Please tell us about a recent “critical mass” event; where and now it it take the community to reach it?
A great example of a recent critical mass event is New Orleans. We’ve long stated that if we develop enough interest in any given city, we’ll run a program. New Orleans jumped out at us and surprised us with their enthusiasm and interest, and we couldn’t have been more excited to get involved. New Orleans, as we all know, is undergoing a period of rapid re-building and re-imagining, and has demonstrated really admirable openness to the value proposition of solar. We’re in the process of growing the solar market there to never before seen volume, and it’s all a result of people there spreading the word and wanting to learn more about the value of going solar.
Who is your competition?
To be honest, we don’t have any direct competitors. There are many instances of neighborhoods or groups of friends trying to do something that approaches the 1BOG model, but that requires an extreme amount of time and dedication to working through the details of all of the technology, rebates, installers, etc. to figure out for themselves what deals and technologies make the most sense. Basically, they have to do all the legwork to educate themselves from the ground up. We’re working to make this process more scalable and effective so that individual neighborhoods don’t have to continually reinvent the wheel to find the best deal on solar installations.
Dave is the mastermind behind http://www.solarpowerrocks.com, and is actively involved with the San Francisco community and governmental initiatives concerning renewable energy. Dave pioneered the model for getting solar on renters in San Francisco, by working with specialists in both tenant law and tax law. As a result, he was able to bring solar to potentially tens of thousands of homes in San Francisco.
For the past year Dave worked as a solar specialist for a local solar company where he was involved with the back end side of solar system integrations.

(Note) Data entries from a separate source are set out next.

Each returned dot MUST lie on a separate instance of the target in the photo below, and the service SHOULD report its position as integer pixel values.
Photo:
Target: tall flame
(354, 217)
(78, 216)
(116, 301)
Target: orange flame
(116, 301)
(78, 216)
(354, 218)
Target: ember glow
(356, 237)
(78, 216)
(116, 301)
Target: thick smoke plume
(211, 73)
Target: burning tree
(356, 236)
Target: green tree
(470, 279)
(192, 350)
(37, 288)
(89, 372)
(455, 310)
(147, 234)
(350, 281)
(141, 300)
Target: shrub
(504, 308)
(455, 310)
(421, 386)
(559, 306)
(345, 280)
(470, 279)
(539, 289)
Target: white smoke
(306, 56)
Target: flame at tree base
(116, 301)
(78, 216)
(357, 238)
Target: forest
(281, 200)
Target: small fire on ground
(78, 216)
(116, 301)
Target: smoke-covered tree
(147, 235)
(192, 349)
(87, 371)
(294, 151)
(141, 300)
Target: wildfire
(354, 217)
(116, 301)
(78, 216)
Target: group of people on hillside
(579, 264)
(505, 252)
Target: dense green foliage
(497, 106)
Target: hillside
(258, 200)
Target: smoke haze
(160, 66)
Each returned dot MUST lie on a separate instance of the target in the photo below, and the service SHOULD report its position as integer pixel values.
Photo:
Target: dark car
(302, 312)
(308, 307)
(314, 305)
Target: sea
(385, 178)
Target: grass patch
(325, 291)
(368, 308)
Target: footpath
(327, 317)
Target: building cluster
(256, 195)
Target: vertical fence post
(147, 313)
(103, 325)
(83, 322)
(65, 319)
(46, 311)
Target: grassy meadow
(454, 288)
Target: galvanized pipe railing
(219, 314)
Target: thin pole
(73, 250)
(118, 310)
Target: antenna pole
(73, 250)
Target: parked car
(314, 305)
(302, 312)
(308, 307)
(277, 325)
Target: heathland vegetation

He managed every aspect from site assessment, to designing solar energy systems, to educating customers on how they operate. His knowledge of state specific incentive structures and energy policy is essential as we roll out new 1BOG cities. This hands-on experience makes Dave an important asset. Dave joined the 1BOG team late this past summer and is responsible for the development of 1BOG campaigns nationwide. Dave is a graduate in electrical engineering from the University of Illinois. He likes to play a game or two of poker, he dreams of making the final table in the World Series.